Haz lo que te han dicho, Elena -le dice éste besándola fríamente en la mejilla-. Y no tengas miedo. Si alguien pregunta por mí, estoy de viaje, en Madrid. Todo saldrá bien, ya verás.
La mujer nos ve marchar en silencio, impotente, desmayada sobre la mesa como una muñeca de trapo.
Cuando despierto, el sol ha caído ya detrás de los hayedos. Se desliza con suavidad sobre la hierba levantando una cortina de bruma verde frente a mis ojos.
Cerca de mí, Ramiro duerme tumbado sobre una manta. Y, más allá, Gildo vigila, apoyado contra el tronco de un haya, al dueño de la mina y los caminos que suben al monte.
– ¿Qué hora es ya?
– Las ocho.
Es don José quien me ha contestado. Está sentado en el centro, con las manos atadas a la espalda y la mirada perdida en el horizonte.
– Ramiro te relevará a las doce -me dice Gildo extendiendo su manta sobre la hierba para dormir un rato.
– ¿Queda algo de comida?
– Queso y tasajo. Ahí, en mi mochila. Dale también a él.
El dueño de la mina ha abandonado su habitual indiferencia ante el relevo de la guardia. Parece evidente que prefiere mi compañía a la de Gildo.
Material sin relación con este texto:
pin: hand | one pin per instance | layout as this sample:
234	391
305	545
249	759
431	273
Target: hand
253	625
A lo lejos, hacia el puerto de Amarza, empieza a anochecer. Las montañas se difuminan como nubes de humo en el horizonte y una explosión de pájaros azules atraviesa en desbandada la umbría de los hayedos.
– Impresionante, ¿verdad?
Lo ha dicho sin mirarme, deseoso de entablar conversación conmigo, pero sin atreverse a hacerlo abiertamente. El dueño de la mina no olvida -mi metralleta se ha encargado, además, de recordárselo- la diferencia insalvable que nos separa.
– Yo estoy ya acostumbrado -le digo.
Y él se queda otra vez en silencio, con la mirada perdida en el horizonte, temeroso de haberme ofendido.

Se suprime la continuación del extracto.